The Galati Brothers (Joe, Carmine, Mike and Chris) may not read Robert Frost, but they know all about the road less traveled. In fact, they’ve built a few of their own.
The executives at the helm of this $200-million Florida yacht dealership see no limits when it comes to customer satisfaction. It isn’t their numbers — though with an average CSI of 95, their numbers are good. It’s their philosophy: if there’s a gap in their customers’ boating experience — no matter where it is along the supply chain — they’ll find a way to fill it, something that has led the company to places no other U.S. dealer has been.
In some cases, that’s literal. When customers have problems with their boats, Galati Yacht Sales (Ranked 2 in 2006) has been known to fly technicians as far away as Central America to fix them.

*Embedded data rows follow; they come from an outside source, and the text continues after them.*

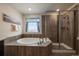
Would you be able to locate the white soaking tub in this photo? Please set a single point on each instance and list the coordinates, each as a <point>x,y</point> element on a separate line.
<point>29,41</point>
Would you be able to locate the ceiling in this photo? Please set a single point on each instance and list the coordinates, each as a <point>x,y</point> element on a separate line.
<point>40,7</point>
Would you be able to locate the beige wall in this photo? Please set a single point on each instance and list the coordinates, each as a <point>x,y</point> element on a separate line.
<point>5,28</point>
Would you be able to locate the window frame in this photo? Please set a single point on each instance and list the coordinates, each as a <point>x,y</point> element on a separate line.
<point>40,27</point>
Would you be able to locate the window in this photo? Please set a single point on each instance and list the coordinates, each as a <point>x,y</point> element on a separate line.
<point>33,25</point>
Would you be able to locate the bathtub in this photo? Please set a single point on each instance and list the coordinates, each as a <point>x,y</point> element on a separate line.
<point>31,41</point>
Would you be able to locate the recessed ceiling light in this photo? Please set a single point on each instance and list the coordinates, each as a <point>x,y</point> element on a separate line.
<point>58,10</point>
<point>29,9</point>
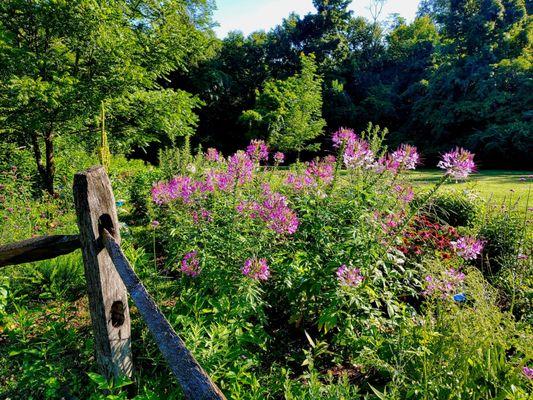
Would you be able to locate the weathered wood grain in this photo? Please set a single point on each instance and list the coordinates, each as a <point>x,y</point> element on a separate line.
<point>37,249</point>
<point>194,381</point>
<point>108,302</point>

“The Galati’s learned from an early age that it is much easier and more profitable to keep a customer than get a new one,” said one company executive.
But what really stands out is the dealer’s willingness to turn outward, entering new industries to better serve its customers. To date, Galati has launched a film company and a marina management firm, and it’s exploring the creation of a captain’s school.
The idea for EPIRB Films arose from the dealer’s observation that the owner’s manuals provided by boat builders weren’t user friendly and the massive amount of information provided during the orientation process was impossible to memorize, often leaving boat buyers at a loss early on in their ownership experience. EPIRB Films creates interactive DVDs that walk owners through the operation of their yacht. Each section of the DVD consists of an audio/video presentation given by a Galati employee on their yacht. Not only is Galati marketing this concept to boat builders, it’s also looking at ways these DVDs can be adapted to serve as training tools for service technicians.
In addition, Galati has launched a marina management company to gain control of boat slips for its customers and is looking to create a captain’s school to help address a shortage of qualified skippers in the Florida market.